O juiz determinou, favoravelmente, pelas duas demandas e ainda condicionou o cumprimento da decisão em um período 48 horas, sob pena de multa e sequestro de valor estipulado em R$ 300 mil, que seria utilizado para a compra de insumos.
Demanda recorde
As unidades locais já enfrentam a falta de medicamentos básicos. No texto da ação, é exposto o relato do médico responsável pela UPA de Inhumas, Marcelo Henrique de Souza Alvarenga.
Ele informou à DPE e ao MPGO que a relação mensal de insumos e medicações que a unidade passou a necessitar para realizar o tratamento da Covid-19 supera a quantidade de tudo que foi utilizado, durante todo o ano de 2020, desses mesmos itens.
O médico contou, ainda, que a lotação chegou ao ponto de obrigar o atendimento em mesmo ambiente de pacientes infectados e não infectados com Covid. “É clara e notória a utilização da unidade para além de sua finalidade legal, funcionando na data de hoje como uma extensão indevida de um hospital”, informa o texto do pedido de liminar.

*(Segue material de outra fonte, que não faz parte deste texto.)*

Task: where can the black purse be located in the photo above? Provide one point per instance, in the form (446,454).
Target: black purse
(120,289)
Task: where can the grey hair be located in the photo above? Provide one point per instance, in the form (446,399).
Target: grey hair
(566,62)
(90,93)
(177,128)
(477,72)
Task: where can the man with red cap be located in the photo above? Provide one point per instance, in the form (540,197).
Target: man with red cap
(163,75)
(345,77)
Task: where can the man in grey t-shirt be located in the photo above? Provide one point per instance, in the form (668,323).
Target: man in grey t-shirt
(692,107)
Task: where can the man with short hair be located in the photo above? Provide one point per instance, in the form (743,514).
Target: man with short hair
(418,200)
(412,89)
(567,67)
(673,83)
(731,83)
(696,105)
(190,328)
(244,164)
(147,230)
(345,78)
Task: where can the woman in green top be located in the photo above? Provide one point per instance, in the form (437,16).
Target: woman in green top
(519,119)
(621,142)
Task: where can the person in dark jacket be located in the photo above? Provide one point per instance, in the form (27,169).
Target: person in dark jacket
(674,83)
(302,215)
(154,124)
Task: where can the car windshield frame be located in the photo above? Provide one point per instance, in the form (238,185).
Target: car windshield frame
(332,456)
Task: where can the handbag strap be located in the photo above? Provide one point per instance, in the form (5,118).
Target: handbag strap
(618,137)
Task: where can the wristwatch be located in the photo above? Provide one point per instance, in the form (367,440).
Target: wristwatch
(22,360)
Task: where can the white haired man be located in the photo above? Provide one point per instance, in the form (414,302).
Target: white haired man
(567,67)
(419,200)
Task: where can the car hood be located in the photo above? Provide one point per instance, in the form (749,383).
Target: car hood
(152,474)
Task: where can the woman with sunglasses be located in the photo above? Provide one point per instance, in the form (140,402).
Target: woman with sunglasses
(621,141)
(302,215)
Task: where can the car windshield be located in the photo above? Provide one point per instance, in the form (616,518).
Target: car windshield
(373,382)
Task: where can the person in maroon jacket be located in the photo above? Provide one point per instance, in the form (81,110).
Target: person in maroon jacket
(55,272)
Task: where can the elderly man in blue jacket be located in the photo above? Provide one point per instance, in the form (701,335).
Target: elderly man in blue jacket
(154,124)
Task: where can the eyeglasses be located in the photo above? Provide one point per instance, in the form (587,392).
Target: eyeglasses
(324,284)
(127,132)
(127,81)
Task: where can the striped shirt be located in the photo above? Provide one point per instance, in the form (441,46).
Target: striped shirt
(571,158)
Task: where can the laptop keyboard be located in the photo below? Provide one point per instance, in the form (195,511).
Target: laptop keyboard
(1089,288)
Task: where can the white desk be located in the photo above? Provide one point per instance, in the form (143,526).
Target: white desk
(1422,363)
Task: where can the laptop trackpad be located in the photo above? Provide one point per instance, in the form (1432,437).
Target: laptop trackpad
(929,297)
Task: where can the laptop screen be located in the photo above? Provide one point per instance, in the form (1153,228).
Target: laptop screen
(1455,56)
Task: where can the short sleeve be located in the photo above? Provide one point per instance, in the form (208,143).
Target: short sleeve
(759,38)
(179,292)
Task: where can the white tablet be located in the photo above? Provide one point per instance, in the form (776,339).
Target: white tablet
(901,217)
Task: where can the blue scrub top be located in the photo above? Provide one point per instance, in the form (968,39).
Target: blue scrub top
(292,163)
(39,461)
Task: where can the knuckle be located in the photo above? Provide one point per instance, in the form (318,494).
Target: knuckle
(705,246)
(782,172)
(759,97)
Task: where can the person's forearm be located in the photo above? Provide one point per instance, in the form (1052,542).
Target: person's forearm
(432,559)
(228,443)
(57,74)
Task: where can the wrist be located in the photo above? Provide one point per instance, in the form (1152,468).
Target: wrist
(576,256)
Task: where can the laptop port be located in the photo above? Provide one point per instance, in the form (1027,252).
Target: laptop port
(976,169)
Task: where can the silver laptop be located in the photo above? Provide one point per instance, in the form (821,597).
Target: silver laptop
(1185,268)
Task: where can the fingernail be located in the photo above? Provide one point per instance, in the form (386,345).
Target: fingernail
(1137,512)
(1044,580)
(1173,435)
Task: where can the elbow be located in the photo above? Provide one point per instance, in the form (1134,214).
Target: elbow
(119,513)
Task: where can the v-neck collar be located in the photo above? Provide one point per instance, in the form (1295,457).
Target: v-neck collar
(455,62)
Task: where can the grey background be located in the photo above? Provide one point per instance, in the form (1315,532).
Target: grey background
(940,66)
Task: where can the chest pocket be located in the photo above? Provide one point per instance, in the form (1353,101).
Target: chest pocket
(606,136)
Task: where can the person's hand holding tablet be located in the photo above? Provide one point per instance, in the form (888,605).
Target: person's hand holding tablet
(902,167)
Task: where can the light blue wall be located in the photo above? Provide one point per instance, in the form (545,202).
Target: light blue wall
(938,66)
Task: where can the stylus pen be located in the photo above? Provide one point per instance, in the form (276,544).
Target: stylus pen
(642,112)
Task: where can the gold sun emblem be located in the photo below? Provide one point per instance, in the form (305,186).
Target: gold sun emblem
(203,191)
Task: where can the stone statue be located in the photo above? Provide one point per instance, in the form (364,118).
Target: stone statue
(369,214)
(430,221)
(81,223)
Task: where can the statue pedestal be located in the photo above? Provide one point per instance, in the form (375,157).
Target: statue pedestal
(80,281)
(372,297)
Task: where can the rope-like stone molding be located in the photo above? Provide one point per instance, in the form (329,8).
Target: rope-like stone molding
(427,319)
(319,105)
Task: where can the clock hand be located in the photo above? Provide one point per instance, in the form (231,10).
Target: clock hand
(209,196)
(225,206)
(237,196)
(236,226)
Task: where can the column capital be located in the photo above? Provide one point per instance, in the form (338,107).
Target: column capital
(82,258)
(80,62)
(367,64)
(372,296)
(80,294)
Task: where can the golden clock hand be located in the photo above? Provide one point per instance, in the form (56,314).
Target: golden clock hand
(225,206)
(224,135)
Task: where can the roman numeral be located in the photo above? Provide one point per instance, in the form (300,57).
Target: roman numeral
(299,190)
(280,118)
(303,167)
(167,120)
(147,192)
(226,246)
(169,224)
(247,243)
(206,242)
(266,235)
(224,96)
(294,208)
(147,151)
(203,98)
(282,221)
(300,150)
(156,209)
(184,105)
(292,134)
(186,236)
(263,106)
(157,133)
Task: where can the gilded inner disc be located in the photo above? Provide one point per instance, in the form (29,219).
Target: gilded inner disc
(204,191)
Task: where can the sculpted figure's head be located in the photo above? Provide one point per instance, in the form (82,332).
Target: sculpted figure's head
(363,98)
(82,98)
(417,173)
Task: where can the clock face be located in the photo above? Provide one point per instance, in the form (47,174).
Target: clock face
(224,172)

Os hospitais regulados pela rede estadual de saúde operaram nessa segunda-feira com 97% de ocupação dos leitos de UTI. Mesmo com a abertura e inauguração de novas unidades, a quantidade demonstra-se insuficiente diante da velocidade de transmissão do vírus. Goiânia ultrapassou a marca das 3 mil mortes por Covid-19.